Meg, it worked this time. I had to add another 1/2 cup of lemon juice, but the curdling was quite obvious and nearly instantaneous once I did. I forgot to mention before, but I fortified the milk with a pint of cream in order to increase the cheese yield. I suppose the increased amount of stuff coupled with the potentially weakened acidity of the bottled lemon juice resulted in the first batch not curdling. Now I know what to expect in the future!

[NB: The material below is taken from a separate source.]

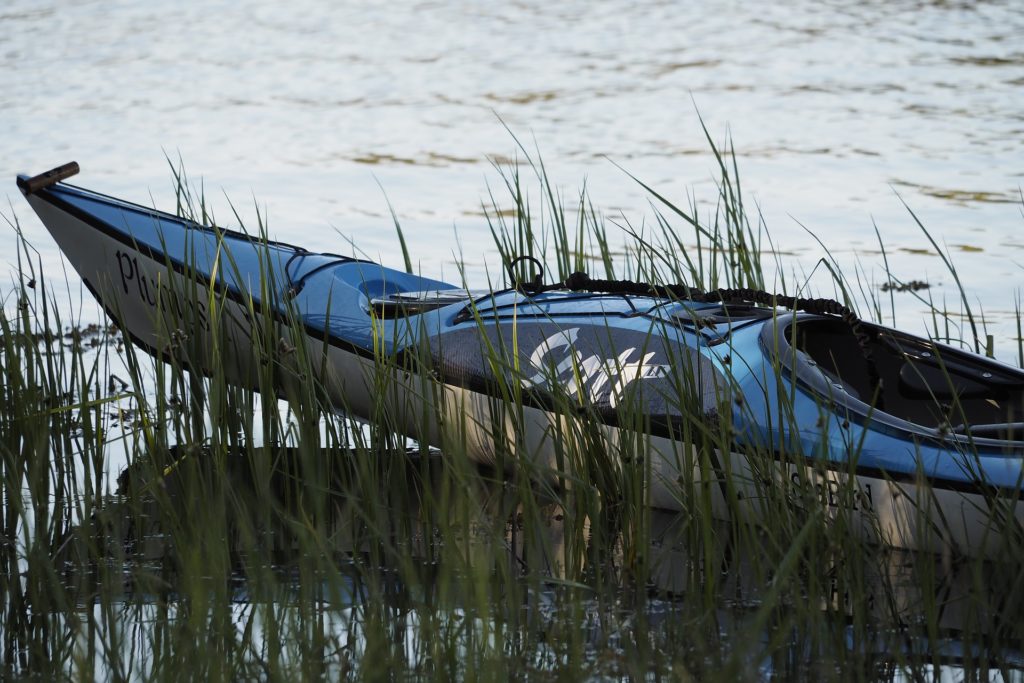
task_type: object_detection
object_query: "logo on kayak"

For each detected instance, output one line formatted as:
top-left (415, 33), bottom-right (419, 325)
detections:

I would be interested in trying it again to see if getting it right the first time is better than the reheated stuff I made this time.

Thanks again.

meg's picture

Great! So glad it worked out. It really is a variable process--some lemons are more acidic than others, and bottled lemon juice may or may not be as acidic as a "normal" lemon. And yes, adding the cream probably did affect how much acid was needed. But I'm glad you persevered. Try your fresh ricotta on crostini with some salt, pepper, and good evoo. I think it's pretty outstanding, anyway.

Leigh's picture

This is interesting, because it's exactly how paneer is made. Only difference is after the curds form, you strain in a cloth under pressure to form a firm cake.

meg's picture

Yes! It's pretty much the same process. Traditionally, ricotta is made from whey--a way to get the most value out of milk by re-cooking the whey after cheesemaking and inducing the remaining milk proteins to precipitate out. The only difference with paneer is that it is made with whole milk. Of course, you can make ricotta with whole milk to get a higher yield, but it is traditionally made with whey. Thanks for stopping by!

Marie Whit's picture

Is there a way to improve store-bought ricotta? I already bought some (thinking it would taste like what I've had at restaurants) and was disappointed to find how tasteless it was. Would adding salt, lemon juice, or something else help at all?

meg's picture

Sure! You can improve store-bought ricotta by adding any of the things you mentioned. You can also add a little heavy cream to make the texture silkier. Just add lemon juice and salt to taste.

Arlene's picture

Is there any way to make this non-dairy - with coconut or almond milk for instance? My husband can't eat dairy but we both love dishes made with cheese. And the vegan options in the market are awful!

john's picture

There are some recipes floating around online, but most of them are just ground-up almonds and almond milk... definitely another awful excuse for cheese. Sorry Arlene!

Lee Ann Yette's picture

I have been making ricotta cheese for a couple of years now and will not go back to store bought. It's just too easy to make to stoop to the store bought crud. I do have to give you an added bonus when making ricotta. Have you ever heard of Farmer's Cheese? It's a wonderful "ricotta" cheese that has been drained a little longer in the cheese cloth, basically dried in the refrigerator. But before you retreat it to dry, add some salt and other herbs that you like and then dry it. All you really need to do is when you put it in your container, put a piece of paper towel on the bottom and a piece on top of your cheese and change it each morning for about 3 or 4 days. You will have a nice spreadable cheese similar to goat cheese but without the tang. It's ricotta bumped up several notches.

john's picture

Nice Lee Ann! We have definitely heard of farmer's cheese but haven't taken the extra step yet. Can't wait to try!